In God on the Streets of Gotham, Paul Asay (long-time associate editor of Plugged In), takes a detailed look at the meaning and impact of the Dark Knight on the lives of those who come in contact with his story. The Batman series, especially the recent trilogy directed by Christopher Nolan, has been one of the most successful film franchises in cinema history. In God on the Streets of Gotham, Asay seeks to explain why the person and story of Batman are so popular in American culture and how the caped crusader continues to fascinate viewers around the world. Drawing upon both traditional Batman narratives (be they DC Comics or Adam West) as well as the modern Bale-Nolan series, Asay presents a wealth of discussion worthy material surrounding the meaning and symbolism of Batman for Christ in the modern context.
Asay engages a number of topics in the book, including sections on what we can learn from Batman’s struggles, the importance of selfless sacrifice, and the necessity of teamwork. My favorite section dealt with Batman’s nemeses. Asay outlines how each of Batman’s enemies reflect ideas and actions that not only Batman struggles with, but tempt the Christian as well. Carmine Falcone embodies corruption and compromise, Scarecrow represents fear, Ra’s Al Ghul demonstrates over-zealotry, Two-Face embodies despair, Catwoman indicates amorality, Bane shows addiction, and the Joker displays annihilation and nihilism. Asay not only outlines the meaning behind the characters, but also applies their temptation to the reader’s life as well, turning a discussion of Batman’s enemies into a discussion of our enemies, and showing how, like Batman, we can overcome the darkness of sin and death with the light of Christ.

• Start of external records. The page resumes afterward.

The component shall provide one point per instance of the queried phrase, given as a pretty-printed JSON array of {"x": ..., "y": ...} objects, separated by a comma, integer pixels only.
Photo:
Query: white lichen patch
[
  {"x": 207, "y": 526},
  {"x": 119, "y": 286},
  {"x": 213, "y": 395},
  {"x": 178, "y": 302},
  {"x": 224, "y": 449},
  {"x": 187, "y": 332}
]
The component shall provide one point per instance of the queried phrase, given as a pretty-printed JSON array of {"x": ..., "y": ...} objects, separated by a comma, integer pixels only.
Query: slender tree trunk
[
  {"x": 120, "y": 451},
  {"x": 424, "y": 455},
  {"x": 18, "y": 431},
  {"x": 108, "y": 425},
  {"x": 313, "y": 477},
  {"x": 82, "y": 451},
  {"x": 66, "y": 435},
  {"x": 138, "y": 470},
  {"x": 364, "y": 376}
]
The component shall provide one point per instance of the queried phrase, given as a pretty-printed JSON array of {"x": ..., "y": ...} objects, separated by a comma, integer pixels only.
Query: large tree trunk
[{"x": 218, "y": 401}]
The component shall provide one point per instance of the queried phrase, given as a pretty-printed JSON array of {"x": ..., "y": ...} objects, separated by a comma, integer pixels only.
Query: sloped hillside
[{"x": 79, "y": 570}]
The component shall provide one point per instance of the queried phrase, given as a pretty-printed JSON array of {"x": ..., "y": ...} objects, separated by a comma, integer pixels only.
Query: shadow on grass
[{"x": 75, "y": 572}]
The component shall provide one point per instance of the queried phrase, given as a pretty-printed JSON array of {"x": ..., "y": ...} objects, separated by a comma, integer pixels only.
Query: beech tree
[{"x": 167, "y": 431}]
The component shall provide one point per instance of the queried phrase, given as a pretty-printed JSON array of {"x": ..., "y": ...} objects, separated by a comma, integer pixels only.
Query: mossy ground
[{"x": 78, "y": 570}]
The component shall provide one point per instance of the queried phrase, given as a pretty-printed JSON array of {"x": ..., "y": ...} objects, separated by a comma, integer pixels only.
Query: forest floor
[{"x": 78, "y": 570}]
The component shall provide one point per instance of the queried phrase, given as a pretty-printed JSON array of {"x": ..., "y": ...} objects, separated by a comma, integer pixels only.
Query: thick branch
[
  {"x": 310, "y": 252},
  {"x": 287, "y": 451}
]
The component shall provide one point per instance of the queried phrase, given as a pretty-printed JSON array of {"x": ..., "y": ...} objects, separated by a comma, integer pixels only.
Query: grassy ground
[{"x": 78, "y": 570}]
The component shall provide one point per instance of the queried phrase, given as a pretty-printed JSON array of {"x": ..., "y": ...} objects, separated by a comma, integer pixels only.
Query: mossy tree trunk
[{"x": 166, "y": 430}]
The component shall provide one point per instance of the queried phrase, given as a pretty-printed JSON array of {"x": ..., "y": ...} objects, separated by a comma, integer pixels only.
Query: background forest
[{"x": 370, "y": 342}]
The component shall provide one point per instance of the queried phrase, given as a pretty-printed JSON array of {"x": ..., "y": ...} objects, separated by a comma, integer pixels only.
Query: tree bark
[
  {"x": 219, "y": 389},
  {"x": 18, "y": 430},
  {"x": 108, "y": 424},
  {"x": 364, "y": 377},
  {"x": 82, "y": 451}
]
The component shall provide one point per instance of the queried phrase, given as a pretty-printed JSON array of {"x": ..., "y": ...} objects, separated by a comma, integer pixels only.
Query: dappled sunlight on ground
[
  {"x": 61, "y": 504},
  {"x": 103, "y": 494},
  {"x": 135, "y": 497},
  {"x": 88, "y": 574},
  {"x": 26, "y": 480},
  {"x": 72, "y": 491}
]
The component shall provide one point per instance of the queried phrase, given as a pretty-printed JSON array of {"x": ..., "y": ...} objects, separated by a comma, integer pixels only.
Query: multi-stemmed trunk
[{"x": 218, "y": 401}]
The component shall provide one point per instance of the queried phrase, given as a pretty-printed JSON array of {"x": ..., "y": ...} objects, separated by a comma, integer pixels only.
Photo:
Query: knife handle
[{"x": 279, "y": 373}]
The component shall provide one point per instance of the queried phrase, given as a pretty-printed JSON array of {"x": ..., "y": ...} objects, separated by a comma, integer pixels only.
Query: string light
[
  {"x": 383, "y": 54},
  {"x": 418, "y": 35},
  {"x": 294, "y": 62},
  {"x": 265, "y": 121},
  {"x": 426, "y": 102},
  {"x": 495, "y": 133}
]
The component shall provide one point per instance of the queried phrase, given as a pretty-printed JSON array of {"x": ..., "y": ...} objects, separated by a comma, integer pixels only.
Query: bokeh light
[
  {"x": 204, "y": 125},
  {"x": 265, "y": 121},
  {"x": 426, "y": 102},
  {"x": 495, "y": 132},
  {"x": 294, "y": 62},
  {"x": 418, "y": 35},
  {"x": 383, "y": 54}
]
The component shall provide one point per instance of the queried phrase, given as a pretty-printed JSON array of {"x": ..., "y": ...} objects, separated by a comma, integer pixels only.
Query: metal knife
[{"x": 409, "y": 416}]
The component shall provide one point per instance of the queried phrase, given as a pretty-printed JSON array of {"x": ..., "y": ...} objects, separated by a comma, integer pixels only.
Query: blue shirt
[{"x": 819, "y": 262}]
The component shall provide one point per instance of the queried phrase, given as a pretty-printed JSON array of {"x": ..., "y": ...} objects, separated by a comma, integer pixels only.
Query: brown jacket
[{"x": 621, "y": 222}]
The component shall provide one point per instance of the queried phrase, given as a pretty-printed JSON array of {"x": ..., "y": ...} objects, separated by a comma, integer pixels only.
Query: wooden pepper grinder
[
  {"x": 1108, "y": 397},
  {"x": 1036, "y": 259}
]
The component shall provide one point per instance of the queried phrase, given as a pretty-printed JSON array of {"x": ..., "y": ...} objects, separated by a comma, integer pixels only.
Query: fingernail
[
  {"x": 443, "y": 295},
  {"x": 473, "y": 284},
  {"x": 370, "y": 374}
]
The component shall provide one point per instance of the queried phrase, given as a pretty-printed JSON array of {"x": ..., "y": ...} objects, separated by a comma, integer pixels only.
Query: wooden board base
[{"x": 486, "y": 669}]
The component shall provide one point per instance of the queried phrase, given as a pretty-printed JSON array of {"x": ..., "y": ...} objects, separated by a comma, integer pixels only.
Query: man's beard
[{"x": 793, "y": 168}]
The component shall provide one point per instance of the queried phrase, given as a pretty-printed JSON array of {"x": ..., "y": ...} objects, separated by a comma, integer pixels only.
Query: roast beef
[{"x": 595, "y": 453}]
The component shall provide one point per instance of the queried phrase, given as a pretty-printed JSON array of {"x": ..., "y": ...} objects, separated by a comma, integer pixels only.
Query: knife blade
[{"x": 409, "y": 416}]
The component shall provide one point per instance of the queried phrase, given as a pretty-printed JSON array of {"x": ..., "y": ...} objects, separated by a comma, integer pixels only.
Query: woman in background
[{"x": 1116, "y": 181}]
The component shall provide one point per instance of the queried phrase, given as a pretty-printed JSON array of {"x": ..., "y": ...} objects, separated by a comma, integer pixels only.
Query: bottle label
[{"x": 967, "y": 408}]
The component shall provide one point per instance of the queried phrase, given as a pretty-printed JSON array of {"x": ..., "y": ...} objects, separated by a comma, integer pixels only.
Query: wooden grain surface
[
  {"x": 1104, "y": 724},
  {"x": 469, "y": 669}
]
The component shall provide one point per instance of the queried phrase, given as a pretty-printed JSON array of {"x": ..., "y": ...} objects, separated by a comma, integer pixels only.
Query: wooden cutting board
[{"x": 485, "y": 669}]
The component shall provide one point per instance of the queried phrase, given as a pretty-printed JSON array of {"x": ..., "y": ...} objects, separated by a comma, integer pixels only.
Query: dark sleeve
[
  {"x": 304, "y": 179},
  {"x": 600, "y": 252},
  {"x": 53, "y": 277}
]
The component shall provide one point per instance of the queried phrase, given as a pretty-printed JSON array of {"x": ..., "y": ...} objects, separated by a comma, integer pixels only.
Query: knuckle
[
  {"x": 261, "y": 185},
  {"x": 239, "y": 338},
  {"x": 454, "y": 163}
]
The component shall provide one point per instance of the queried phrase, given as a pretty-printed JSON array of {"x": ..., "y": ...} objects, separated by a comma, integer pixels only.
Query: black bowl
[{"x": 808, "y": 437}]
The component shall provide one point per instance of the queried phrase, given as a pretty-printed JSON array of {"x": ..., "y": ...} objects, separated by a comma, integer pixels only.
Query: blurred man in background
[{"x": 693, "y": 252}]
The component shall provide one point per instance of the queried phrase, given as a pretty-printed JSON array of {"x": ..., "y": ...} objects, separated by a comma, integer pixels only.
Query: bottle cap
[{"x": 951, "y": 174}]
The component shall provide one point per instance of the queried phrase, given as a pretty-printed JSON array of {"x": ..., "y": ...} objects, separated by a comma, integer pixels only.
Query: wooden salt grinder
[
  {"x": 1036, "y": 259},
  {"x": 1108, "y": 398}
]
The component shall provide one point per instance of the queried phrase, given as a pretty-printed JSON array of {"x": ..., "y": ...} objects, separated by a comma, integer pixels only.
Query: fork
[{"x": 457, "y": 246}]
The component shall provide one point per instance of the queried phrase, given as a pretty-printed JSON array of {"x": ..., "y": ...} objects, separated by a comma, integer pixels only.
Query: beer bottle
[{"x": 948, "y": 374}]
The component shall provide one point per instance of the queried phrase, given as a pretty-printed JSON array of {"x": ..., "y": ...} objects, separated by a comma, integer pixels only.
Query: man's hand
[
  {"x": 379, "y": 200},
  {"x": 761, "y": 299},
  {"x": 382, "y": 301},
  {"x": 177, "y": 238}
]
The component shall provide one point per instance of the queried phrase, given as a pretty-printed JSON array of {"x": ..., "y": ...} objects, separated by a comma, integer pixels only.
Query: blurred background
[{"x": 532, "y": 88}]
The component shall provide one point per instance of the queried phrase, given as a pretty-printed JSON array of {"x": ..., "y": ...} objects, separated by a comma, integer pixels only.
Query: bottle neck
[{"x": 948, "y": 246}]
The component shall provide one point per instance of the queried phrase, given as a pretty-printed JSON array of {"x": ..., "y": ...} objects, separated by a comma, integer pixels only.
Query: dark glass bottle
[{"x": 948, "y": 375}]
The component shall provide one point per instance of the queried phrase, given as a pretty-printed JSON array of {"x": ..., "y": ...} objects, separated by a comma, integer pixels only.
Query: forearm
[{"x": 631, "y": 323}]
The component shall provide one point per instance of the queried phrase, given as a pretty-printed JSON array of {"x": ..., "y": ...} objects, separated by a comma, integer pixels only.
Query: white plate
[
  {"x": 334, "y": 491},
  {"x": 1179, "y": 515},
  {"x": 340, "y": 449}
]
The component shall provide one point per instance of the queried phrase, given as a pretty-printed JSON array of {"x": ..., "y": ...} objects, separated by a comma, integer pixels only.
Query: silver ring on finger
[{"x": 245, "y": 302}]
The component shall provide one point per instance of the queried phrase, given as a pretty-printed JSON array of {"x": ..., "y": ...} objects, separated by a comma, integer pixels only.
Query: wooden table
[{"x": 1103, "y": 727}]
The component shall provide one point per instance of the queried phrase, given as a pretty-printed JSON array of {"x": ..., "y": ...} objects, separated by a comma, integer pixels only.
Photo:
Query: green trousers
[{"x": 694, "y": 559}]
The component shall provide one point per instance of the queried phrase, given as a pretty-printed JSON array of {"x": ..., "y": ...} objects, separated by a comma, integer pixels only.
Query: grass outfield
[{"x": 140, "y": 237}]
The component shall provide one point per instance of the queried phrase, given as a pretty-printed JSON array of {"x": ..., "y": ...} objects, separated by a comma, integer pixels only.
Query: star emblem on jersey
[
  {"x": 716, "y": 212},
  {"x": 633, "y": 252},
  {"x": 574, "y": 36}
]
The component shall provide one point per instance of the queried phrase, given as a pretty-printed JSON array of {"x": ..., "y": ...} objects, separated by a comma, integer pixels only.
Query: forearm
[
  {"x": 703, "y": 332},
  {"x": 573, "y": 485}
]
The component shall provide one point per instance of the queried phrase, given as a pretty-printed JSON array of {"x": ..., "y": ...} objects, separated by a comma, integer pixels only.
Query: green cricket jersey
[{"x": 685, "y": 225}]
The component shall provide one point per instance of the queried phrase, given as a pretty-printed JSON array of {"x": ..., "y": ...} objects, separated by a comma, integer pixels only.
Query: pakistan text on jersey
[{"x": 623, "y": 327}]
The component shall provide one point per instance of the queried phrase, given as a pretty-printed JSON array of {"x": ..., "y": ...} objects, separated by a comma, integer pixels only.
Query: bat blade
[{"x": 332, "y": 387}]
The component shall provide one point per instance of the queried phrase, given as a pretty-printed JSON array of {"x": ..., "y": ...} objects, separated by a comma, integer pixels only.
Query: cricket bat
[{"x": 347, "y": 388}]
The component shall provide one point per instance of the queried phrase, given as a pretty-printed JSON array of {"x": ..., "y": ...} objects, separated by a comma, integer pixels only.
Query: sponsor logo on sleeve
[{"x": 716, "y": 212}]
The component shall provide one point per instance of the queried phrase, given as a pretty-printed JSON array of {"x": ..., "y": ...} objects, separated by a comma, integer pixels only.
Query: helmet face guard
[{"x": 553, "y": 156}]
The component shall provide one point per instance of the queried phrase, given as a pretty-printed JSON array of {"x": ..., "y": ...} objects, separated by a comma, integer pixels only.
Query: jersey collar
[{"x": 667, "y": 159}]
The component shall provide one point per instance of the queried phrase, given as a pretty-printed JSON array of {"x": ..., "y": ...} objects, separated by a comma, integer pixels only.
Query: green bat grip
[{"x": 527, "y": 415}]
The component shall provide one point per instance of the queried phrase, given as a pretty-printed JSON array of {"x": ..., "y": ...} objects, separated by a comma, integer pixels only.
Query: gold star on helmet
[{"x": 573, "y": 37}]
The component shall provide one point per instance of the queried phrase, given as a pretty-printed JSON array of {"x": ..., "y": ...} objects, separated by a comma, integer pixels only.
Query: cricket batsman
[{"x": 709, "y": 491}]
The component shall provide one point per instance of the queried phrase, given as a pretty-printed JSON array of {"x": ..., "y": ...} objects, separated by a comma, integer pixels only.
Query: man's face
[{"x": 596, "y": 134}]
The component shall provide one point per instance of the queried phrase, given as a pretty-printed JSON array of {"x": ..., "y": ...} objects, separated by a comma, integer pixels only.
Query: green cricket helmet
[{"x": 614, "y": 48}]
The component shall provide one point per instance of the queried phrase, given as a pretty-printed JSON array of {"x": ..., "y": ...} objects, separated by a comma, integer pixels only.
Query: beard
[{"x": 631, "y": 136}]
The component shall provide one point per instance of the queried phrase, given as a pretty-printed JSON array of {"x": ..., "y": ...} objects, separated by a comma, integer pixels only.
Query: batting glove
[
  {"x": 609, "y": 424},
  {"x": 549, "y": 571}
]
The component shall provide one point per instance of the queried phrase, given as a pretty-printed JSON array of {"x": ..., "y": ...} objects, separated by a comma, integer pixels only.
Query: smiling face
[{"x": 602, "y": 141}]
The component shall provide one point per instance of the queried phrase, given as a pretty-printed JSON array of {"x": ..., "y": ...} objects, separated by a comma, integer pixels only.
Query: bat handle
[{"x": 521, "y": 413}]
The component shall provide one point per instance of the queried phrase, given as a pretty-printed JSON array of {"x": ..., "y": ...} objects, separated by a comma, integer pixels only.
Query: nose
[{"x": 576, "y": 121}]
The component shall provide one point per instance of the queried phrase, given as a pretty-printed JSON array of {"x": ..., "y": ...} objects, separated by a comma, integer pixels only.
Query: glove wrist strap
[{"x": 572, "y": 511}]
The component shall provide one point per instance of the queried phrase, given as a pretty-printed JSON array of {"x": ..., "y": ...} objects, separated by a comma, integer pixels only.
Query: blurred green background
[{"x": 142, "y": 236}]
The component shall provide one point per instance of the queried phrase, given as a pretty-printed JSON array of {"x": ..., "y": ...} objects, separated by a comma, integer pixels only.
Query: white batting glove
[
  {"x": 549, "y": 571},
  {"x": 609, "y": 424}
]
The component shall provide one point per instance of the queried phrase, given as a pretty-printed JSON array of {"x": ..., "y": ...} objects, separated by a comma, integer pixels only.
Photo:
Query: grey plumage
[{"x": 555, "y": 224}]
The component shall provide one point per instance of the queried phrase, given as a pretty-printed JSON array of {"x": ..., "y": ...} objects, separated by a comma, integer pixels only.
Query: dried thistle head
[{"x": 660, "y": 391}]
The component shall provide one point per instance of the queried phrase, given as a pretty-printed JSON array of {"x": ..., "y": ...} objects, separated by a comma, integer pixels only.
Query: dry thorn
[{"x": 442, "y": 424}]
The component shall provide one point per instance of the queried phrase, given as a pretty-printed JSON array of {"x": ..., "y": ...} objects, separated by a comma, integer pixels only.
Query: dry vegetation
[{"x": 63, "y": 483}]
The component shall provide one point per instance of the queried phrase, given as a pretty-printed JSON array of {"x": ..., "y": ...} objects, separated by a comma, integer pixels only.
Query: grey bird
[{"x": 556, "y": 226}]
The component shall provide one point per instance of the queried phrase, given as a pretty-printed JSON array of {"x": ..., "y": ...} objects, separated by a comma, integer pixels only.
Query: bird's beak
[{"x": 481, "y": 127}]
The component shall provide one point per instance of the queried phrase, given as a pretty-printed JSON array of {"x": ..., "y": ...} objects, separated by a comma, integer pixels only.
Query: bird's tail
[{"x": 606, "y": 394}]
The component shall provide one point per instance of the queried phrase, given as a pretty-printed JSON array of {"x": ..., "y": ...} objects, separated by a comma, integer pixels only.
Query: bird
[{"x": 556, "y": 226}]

Asay’s writing style and analysis are convincing and he writes in a manner perceptive of his audience and their concerns. His use of illustrations and knowledge of Batman is extensive, but this book doesn’t read like a comic book geek got a hold of a major publishing house. As someone with a casual knowledge of the pre-Christopher Nolan series and a big fan of the recent films, I found this book both engaging and thought-provoking. I highly recommend this book to those who enjoy the Batman story as portrayed in the recent films and seek to understand their meaning and significance on a deeper level. As a discussion guide for a small group leader or youth minister, this book would provide a wealth of information worthy of use in any classroom or small group.
I received this book from Tyndale House Publishers in exchange for my honest review. All opinions expressed are my own.